The realm of traditional American dating states that the man in the relationship will foot the bill, buy the gifts and cater to the woman’s every whim.

In return, the woman must look her best, arrive on time and please her man as much as possible. Women receive the money and men receive the pleasure, but in this rather outdated model, who really ends up on top?

In this case, social conditioning has afforded men yet another chance to demonstrate their bravado: a chance to show that they are indeed the ones that hold the position of power.

As women, is it our duty to give in to these social demands, if only to avoid offending his delicate male ego? Or is his thinning wallet secretly hoping I’ll at least make an attempt to foot the bill?

The answer is far from simple. Although many men would balk at the idea of a woman paying for their meal, ticket, etc., I’m sure there are also quite a few who wouldn’t mind if the woman paid — at least once in a while.

Everyone is well aware that the United States is facing economic instability, which means that even the wealthiest among us are feeling the need to tighten the strings on their spending. So, is it really fair to put the monetary strain of dating squarely on the man’s shoulders?

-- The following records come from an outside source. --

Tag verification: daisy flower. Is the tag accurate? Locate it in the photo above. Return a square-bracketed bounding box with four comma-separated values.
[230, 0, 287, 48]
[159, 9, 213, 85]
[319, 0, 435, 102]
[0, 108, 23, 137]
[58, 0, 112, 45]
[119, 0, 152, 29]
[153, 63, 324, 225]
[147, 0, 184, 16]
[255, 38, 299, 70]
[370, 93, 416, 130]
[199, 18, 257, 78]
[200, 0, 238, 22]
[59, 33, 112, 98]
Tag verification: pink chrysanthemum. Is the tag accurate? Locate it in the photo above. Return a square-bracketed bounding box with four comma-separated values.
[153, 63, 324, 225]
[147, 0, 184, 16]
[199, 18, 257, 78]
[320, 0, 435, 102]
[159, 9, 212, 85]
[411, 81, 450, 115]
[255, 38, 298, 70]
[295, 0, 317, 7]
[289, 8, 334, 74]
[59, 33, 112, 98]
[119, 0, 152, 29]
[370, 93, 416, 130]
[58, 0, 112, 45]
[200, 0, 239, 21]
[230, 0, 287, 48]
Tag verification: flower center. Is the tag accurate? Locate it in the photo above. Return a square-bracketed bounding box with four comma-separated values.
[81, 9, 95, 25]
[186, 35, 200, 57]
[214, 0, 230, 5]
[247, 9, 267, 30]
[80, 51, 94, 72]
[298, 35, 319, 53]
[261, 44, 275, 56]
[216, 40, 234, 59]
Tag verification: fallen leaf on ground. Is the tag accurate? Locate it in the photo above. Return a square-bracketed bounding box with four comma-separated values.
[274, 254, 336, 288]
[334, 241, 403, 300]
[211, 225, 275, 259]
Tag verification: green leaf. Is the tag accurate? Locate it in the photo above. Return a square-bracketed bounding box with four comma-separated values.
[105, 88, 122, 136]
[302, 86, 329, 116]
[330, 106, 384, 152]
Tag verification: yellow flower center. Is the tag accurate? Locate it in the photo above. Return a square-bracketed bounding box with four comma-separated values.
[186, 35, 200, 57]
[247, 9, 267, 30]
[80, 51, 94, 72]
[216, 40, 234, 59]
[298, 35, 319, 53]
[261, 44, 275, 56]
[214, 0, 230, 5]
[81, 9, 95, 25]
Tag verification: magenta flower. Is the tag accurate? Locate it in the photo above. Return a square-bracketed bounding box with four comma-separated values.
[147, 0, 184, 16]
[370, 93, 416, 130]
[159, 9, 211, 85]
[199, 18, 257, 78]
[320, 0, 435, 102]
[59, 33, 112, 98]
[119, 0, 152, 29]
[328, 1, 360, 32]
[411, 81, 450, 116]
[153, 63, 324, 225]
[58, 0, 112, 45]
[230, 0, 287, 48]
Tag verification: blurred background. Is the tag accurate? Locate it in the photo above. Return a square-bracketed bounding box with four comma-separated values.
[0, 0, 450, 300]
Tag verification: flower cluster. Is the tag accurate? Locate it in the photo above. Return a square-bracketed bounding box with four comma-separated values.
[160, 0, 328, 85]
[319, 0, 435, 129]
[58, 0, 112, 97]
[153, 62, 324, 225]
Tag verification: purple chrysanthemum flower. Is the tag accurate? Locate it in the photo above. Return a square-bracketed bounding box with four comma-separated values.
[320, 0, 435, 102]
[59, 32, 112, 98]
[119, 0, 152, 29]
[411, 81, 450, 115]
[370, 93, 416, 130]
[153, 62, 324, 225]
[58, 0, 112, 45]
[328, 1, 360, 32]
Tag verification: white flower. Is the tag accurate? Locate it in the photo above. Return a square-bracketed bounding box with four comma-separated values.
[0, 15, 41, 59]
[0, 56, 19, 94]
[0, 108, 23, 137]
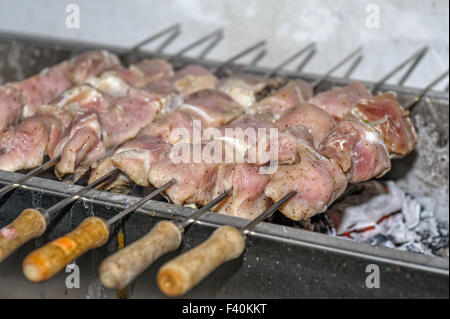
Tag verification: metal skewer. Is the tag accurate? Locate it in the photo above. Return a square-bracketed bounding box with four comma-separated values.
[197, 33, 224, 60]
[119, 23, 181, 59]
[0, 155, 61, 198]
[167, 28, 224, 62]
[14, 40, 272, 281]
[212, 40, 267, 74]
[372, 46, 428, 94]
[0, 169, 119, 262]
[311, 47, 362, 89]
[0, 23, 186, 198]
[157, 192, 296, 296]
[99, 189, 231, 289]
[23, 180, 175, 282]
[265, 42, 316, 79]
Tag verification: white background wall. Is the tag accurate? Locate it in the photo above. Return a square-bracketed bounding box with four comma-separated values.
[0, 0, 449, 89]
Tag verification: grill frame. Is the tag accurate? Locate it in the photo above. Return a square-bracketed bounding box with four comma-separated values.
[0, 33, 449, 298]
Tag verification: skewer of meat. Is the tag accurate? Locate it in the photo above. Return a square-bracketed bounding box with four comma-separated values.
[0, 51, 120, 132]
[0, 28, 236, 181]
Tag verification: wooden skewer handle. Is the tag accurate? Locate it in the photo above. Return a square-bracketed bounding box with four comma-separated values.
[99, 221, 182, 289]
[0, 208, 47, 262]
[23, 217, 109, 282]
[157, 226, 245, 297]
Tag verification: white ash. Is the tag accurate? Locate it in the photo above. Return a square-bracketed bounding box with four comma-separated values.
[337, 181, 449, 258]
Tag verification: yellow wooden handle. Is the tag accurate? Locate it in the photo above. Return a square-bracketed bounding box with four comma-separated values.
[23, 217, 109, 282]
[0, 209, 47, 262]
[157, 226, 245, 297]
[99, 221, 182, 289]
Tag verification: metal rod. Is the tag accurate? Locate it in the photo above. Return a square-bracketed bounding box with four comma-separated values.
[212, 40, 267, 73]
[398, 50, 427, 86]
[106, 179, 176, 227]
[372, 46, 428, 94]
[177, 188, 232, 231]
[404, 70, 449, 110]
[120, 23, 181, 58]
[197, 33, 224, 60]
[297, 49, 317, 73]
[45, 168, 120, 216]
[167, 28, 223, 62]
[265, 42, 316, 78]
[312, 47, 363, 89]
[344, 55, 364, 79]
[0, 155, 61, 198]
[155, 31, 181, 54]
[241, 191, 297, 235]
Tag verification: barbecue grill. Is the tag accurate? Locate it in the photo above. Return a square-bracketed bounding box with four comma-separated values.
[0, 28, 449, 298]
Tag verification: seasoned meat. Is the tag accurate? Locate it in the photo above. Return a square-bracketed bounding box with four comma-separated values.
[169, 65, 218, 95]
[308, 82, 372, 119]
[247, 80, 313, 122]
[275, 103, 336, 148]
[351, 93, 417, 157]
[179, 89, 243, 127]
[319, 120, 391, 183]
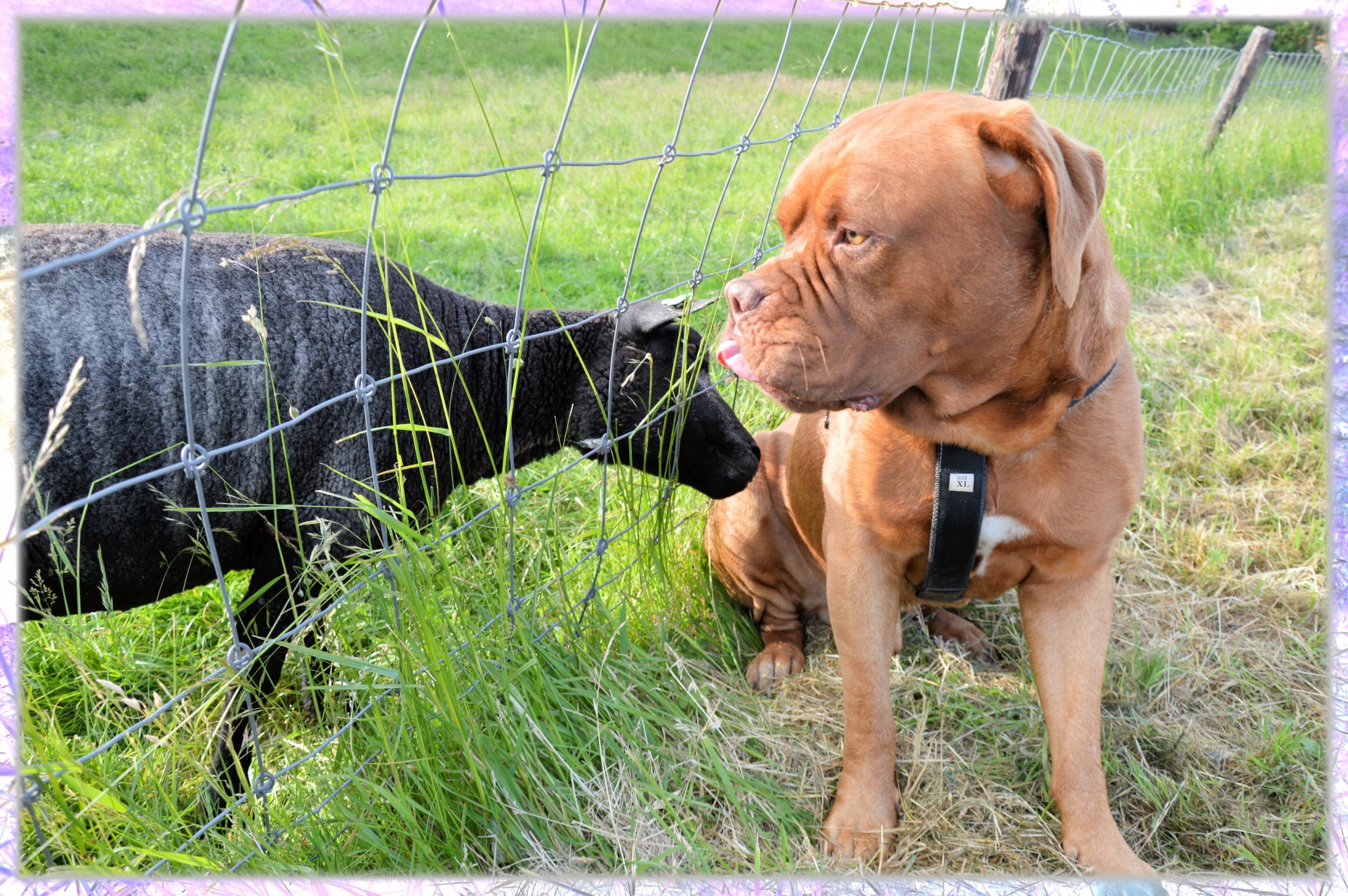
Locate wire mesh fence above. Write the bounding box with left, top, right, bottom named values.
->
left=8, top=1, right=1329, bottom=874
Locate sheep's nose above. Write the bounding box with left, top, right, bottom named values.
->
left=725, top=277, right=763, bottom=314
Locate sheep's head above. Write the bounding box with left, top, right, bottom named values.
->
left=577, top=302, right=759, bottom=499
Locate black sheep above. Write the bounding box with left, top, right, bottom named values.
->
left=20, top=225, right=758, bottom=805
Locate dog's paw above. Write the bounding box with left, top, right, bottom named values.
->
left=922, top=609, right=1000, bottom=663
left=744, top=641, right=805, bottom=691
left=824, top=788, right=899, bottom=862
left=1062, top=824, right=1165, bottom=878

Women generally claim feminist values, but more often than not, they still feel entitled to free meals and extravagant endowments simply because they’re female.

I’m here to pose a question: Do you really think you deserve better treatment just because you’re a girl? That sounds a bit sexist to me.

Nonetheless, in women’s defense, it’s also unfair to assume that men can buy our love and affection. Too often, young men assume that if they wine you and dine you, they’re entitled to recline you.

This is far from true, and frankly, if this is the thought going through your head as you offer to pay, you better not mention it. Women do not view a date as an obligation for sexual favors, nor should they.

Dating is a delicate balance of give-and-take, often supplemented with enough head games to drive even the sanest person absolutely mad. Is he going to call? Should I kiss her goodnight? At night’s end, do you really want to have to worry about who’s indebted to whom?

The new dating model should be based on mutual generosity and a general liking of the other person. No one should hold the upper hand, and no one should feel any sort of monetary or sexual obligation.

Women, don’t refuse your man’s generous offer to pay, but don’t take it for granted either. The men work hard for the money they earn, and just because they want to spend it on you, it does not mean that they have to.

Chivalry is not dead by any standard — nor do I think it ever should be — but women should learn to appreciate how good they have it.

Thank your man once in a while. Trust me, he deserves it.